Une "indignation à géométrie variable": Mélenchon suscite un tollé après son message sur Quatennens

 Jean-Luc Melenchon et Adrien Quatennens en 2020 - CHRISTOPHE ARCHAMBAULT - AFP
Jean-Luc Melenchon et Adrien Quatennens en 2020 - CHRISTOPHE ARCHAMBAULT - AFP

La réaction de Jean-Luc Mélenchon ne passe pas en dehors de La France insoumise. L'ex-candidat à la présidentielle a "salué (la) dignité et (le) courage" d'Adrien Quatennens après que le député du Nord a notamment reconnu avoir giflé sa femme, avec laquelle il est en instance de divorce, et annoncé son retrait de ses fonctions de coordinateur de LFI.

"Adrien décide de tout prendre sur lui", a initialement réagi Jean-Luc Mélenchon, fustigeant "la malveillance policière" et "le voyeurisme médiatique" dans ce "divorce conflictuel", après la révélation par le Canard enchaîné de la main courante déposée par l'épouse d'Adrien Quatennens. À ce dernier, le leader insoumis "dit (sa) confiance et (son) affection".

"Et sinon, Jean-Luc Mélenchon, la dignité et le courage de la future ex-femme d'Adrien Quatennens, vous en faites quoi ?", lui a retorqué le député Bruno Millienne, porte-parole du groupe Modem à l'Assemblée.

"Peu importe le parti", "c'est intolérable"

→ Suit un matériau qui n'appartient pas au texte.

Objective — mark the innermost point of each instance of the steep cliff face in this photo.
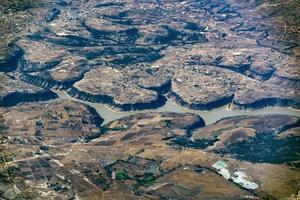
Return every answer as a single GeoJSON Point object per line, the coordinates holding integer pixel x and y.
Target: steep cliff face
{"type": "Point", "coordinates": [13, 91]}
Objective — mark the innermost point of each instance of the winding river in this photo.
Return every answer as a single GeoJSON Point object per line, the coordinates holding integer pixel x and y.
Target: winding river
{"type": "Point", "coordinates": [210, 117]}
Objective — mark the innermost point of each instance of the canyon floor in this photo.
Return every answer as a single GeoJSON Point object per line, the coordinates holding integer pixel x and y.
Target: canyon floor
{"type": "Point", "coordinates": [61, 60]}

"Il y a la violence, inacceptable et que rien ne justifie, ni n'excuse jamais", a commenté Aurore Bergé, patronne du groupe LaREM à l'Assemblée nationale. "Pire, il y a l'indignation à géométrie variable. On condamne sans preuve ses opposants politiques et on préfère pardonner, excuser, protéger les siens. Et à la fin, ce sont les femmes qui trinquent."

"Bizarre comme on pardonne à la France insoumise quand c’est l’un des siens et qu’on s’offusque quand c’est chez les autres", abonde la députée Modem Perrine Goulet. "Peu importe le parti et le contexte, gifler une femme, lui confisquer son téléphone, l’empoigner… sont des actes de violences et c’est intolérable."

"Ce n'est pas un conflit, ce sont des violences"

La présidente de la Fondation des femmes, Anne-Cécile Mailfert, a appelé Jean-Luc Mélenchon à "se former" sur le sujet des violences conjugales.

"Si une personne de votre entourage reconnaît: des violences physiques (pousser, gifler, frapper, tirer les cheveux), des violences psychologiques (harcèlement par texto, menaces, chantage...) et surtout dans un contexte de séparation qui n’est pas accepté", "ce n'est pas un conflit, ce sont des violences", a-t-elle commenté.

Fondatrice du collectif #NousToutes, Caroline de Haas - soutien de Jean-Luc Mélenchon à la présidentielle - a proposé au leader insoumis une version alternative de son message.

"Les violences au sein du couple sont intolérables, quels que soient les conflits qui existent", a-t-elle écrit. "J’exprime mon soutien à Céline. Je prend acte des excuses et du retrait d’Adrien de ses fonctions au sein du mouvement. Tout mon soutien aux femmes victimes, partout dans le monde."

Jean-Luc Mélenchon publie un second message

Face à ces critiques, Jean-Luc Mélenchon a publié un second message sur son compte Twitter, dans lequel il évoque cette fois nommément Céline Quatennens, l'épouse du député.

"Céline et Adrien sont tous deux mes amis", commente-t-il dans ce nouveau tweet. "Mon affection pour lui ne veut pas dire que je suis indifférent à Céline. Elle ne souhaitait pas être citée. Mais je le dis: une gifle est inacceptable dans tous les cas. Adrien l'assume. C'est bien."

D'autres personnalités vont même, à l'inverse de Jean-Luc Mélenchon, jusqu'à demander un retrait plus large d'Adrien Quatennens. "Il doit désormais se mettre en retrait de la vie publique", a commenté le député Aurélien Taché. "La Nupes doit être exemplaire en matière de lutte contre les violences sexuelles et sexistes."

L'écologiste Sandrine Rousseau l'a également appelé à se mettre "en retrait de toute parole publique", et pas seulement de sa fonction de coordinateur de LFI.